TSLP signals through a heterodimeric receptor complex composed of the TSLP receptor (TSLPR) and the IL-7Rα chain. Upon binding, Janus kinase (JAK)1 and 2 are activated, leading to the activation of signal transducer and activator of transcription (STAT)5A and 5B and, to a lesser extent, STAT1 and 3. These transcription factors upregulate pro-inflammatory cytokines such as IL-4, 5, 9, and 13.

== Clinical significance ==

TSLP expression is linked to many disease states including asthma, inflammatory arthritis, atopic dermatitis, eczema, eosinophilic esophagitis and other allergic states. The factors inducing the activation of TSLP release are not clearly defined.

=== Asthma ===
Expression of TSLP is enhanced under asthma-like conditions (aka Airway HyperResponsiveness or AHR model in the mouse), conditioning APCs in order to orient the differentiation of T cells coming into the lungs towards a TH2 profile (T helper 2 pathway). The TH2 cells then release factors promoting an inflammatory reaction following the repeated contact with a specific antigen in the airways.

=== Atopic dermatitis ===
TSLP-activated Langerhans cells of the epidermis induce the production of pro-inflammatory cytokines like TNF-alpha by T cells potentially causing atopic dermatitis. It is thought that by understanding the mechanism of TSLP production and those potential substances that block the production, one may be able to prevent or treat conditions of asthma and/or eczema.

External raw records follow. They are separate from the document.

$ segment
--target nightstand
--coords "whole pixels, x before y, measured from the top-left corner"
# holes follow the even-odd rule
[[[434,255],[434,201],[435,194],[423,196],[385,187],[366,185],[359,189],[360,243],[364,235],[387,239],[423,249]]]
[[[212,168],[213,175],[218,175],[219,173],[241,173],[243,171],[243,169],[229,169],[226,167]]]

=== Therapeutic targeting ===
The TSLP signaling axis is an attractive therapeutic target. Amgen's Tezepelumab, a monoclonal antibody which blocks TSLP, is currently approved for the treatment of severe asthma. Fusion proteins consisting of TSLPR and IL-7Rα which can trap TSLP with excellent affinity have also been designed. Additional approaches towards TSLP/TSLPR inhibition include peptides derived from the TSLP:TSLPR interface, natural products and computational fragment-based screening.